# Converting from 2D coordinates in image plane to 3D, use of focal length in gnomonic projection

I'm currently using libgnomonic to perform a gnonominc projection. I cannot find a derivation of the used formulas. But they don't seem to be particularly involved and there's a specific bit I'd like to understand.

More specifically this function, has a conversion from 2D to 3D that doesn't quite convince me, I'll report the specific bit for convenience:

 /* Compute pixel position in 3d-frame */
lgPvi[0] = lgFocal;
lgPvi[1] = lgPixel * ( lgrPointX - lgrSightX );
lgPvi[2] = lgPixel * ( lgrPointY - lgrSightY );


Also I don't know if this is relevant but they compute a focal length from aperture angle, the computation is :

lg_Real_s( 2.0 ) * tan( lgApper / lg_Real_s( 2.0 ) ) / lgrWidth

Which is actually the inverse of a focal length, unless I'm wrong.

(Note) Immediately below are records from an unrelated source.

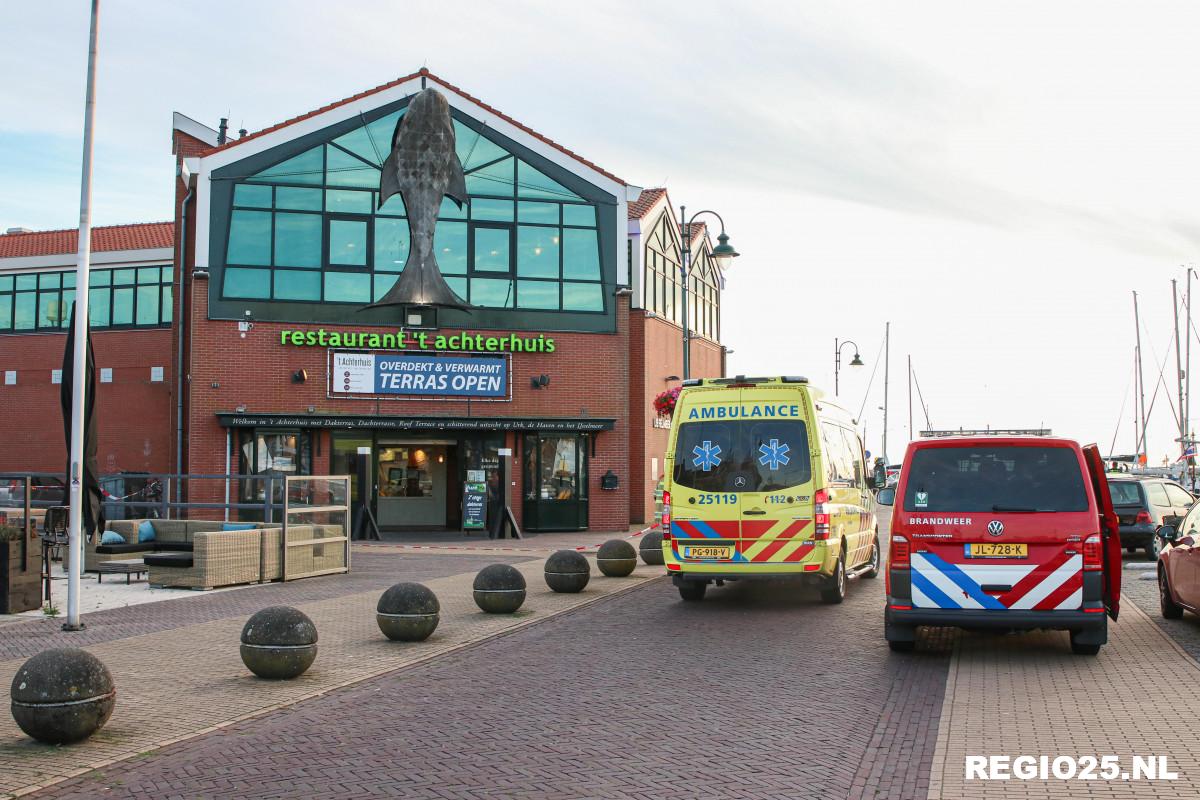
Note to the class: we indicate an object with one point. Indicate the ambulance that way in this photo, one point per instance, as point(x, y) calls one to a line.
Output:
point(1005, 534)
point(766, 479)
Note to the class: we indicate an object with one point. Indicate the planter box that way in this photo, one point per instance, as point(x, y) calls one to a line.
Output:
point(21, 582)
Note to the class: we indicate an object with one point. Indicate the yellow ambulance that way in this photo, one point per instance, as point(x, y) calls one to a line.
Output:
point(766, 479)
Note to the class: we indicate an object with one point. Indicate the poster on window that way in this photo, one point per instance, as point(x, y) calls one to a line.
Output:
point(424, 376)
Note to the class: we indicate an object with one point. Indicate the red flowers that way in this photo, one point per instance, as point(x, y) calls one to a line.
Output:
point(664, 404)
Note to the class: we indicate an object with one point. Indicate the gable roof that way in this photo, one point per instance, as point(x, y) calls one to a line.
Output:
point(420, 73)
point(145, 235)
point(645, 202)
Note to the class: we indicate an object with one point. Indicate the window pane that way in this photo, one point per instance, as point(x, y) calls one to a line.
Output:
point(298, 239)
point(391, 245)
point(581, 254)
point(492, 250)
point(492, 210)
point(348, 242)
point(541, 212)
point(582, 296)
point(580, 215)
point(258, 197)
point(538, 252)
point(491, 293)
point(538, 294)
point(348, 202)
point(305, 168)
point(343, 169)
point(347, 287)
point(243, 283)
point(250, 240)
point(300, 199)
point(97, 307)
point(297, 284)
point(148, 305)
point(450, 247)
point(25, 311)
point(123, 304)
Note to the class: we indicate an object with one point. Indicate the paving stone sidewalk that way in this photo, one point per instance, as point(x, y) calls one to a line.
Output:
point(187, 680)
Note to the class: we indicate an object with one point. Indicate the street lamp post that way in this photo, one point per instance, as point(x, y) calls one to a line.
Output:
point(857, 361)
point(723, 254)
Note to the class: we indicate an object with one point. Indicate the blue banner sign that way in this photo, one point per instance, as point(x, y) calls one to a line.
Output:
point(373, 373)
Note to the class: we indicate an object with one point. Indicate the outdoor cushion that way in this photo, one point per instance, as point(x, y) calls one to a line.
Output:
point(124, 547)
point(168, 559)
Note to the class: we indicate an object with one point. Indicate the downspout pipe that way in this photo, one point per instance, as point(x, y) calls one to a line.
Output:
point(181, 322)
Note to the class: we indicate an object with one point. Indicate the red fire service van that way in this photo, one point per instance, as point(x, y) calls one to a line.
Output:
point(1002, 533)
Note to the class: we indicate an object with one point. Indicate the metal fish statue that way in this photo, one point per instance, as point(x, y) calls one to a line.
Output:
point(423, 167)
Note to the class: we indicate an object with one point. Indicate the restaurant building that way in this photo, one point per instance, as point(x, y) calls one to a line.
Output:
point(238, 338)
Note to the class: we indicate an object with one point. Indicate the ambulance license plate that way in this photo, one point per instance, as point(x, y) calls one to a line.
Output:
point(708, 553)
point(996, 551)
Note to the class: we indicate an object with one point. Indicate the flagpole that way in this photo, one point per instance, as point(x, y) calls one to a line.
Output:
point(79, 364)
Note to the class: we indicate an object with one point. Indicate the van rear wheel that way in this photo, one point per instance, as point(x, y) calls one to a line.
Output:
point(834, 589)
point(693, 591)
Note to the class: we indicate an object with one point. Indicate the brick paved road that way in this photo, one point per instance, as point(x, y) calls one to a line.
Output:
point(759, 691)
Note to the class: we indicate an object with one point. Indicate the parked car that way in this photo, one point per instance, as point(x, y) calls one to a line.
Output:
point(1144, 505)
point(1002, 533)
point(1179, 575)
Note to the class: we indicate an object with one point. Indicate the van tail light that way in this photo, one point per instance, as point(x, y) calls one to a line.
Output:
point(666, 516)
point(821, 515)
point(1093, 553)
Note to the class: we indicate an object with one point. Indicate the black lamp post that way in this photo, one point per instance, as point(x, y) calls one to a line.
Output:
point(723, 254)
point(837, 360)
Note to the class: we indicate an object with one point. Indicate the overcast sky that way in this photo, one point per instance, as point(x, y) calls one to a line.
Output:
point(993, 178)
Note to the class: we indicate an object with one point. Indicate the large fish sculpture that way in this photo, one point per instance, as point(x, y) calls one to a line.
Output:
point(423, 167)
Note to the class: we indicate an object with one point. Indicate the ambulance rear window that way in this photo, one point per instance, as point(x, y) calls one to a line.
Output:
point(995, 479)
point(742, 455)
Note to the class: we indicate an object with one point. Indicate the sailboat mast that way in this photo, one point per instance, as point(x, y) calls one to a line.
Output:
point(1141, 384)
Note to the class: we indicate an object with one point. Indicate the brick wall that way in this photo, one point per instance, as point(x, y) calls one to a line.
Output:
point(132, 413)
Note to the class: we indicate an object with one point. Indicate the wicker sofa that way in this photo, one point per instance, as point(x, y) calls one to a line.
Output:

In few words if we have a point in the image plane of coordinates $$(x,y)$$ the 3D point, still in the plane, is constructed with a mapping:

$$(x,y) \to (x,y,f)$$

Where $$f$$ is the focal length, this would be the case if the used projection were orthographic, but the is explicitly said that the projection used is perspective, there fore to me the correct conversion should be

$$(x,y) \to (fx,fy,f)$$

Details:

The function perform a transformation between pixel coordinates from perspective projection to (azimuth,elevation) in a equirectangular image.

All the math should be trivial trigonometry.

But anyway since the function works I only want to know one thing:

Why isn't the focal length used to rescale the $$(x,y)$$ pixel coordinates?